A free package of programs for inferring phylogenies. It can infer phylogenies by parsimony, compatibility, distance matrix methods, and likelihood. It also computes consensus trees, compute distances between trees, draw trees, resample data sets by bootstrapping or jackknifing, edit trees, and compute distance matrices. PHYLIP handles data that are nucleotide sequences, protein sequences, gene frequencies, restriction sites, restriction fragments, distances, discrete characters, and continuous characters.
Provides distance algorithms to infer phylogenies. FastME is based on balanced minimum evolution, the very principle of neighbor joining (NJ). The software performs topological moves using sophisticated algorithms. It includes nearest neighbor interchange, as well as subtree pruning and regrafting. The program also provides a number of facilities: distance estimation for DNA and proteins with various models and options, bootstrapping, and parallel computations.
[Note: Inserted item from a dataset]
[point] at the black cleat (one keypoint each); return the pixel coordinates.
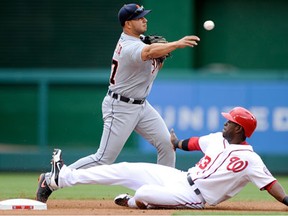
(122, 200)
Provides an interactive environment for statistical computation in phylogenetics. RevBayes is an application developed to model, simulate and calculate Bayesian inference in evolutionary biology, particularly phylogenetics. This method is entirely based on probabilistic graphical models and a powerful generic framework for specifying and analyzing statistical models. This environment is quite general and can be useful in any field dealing with complex stochastic models.
Enables analysis of nucleotide or amino acid sequence. PUZZLE is a PHYLIP-compatible maximum likelihood tree reconstruction program that implements Quartet puzzling (QP), a heuristic tree search procedure for maximum-likelihood trees, as well as likelihood-mapping analysis.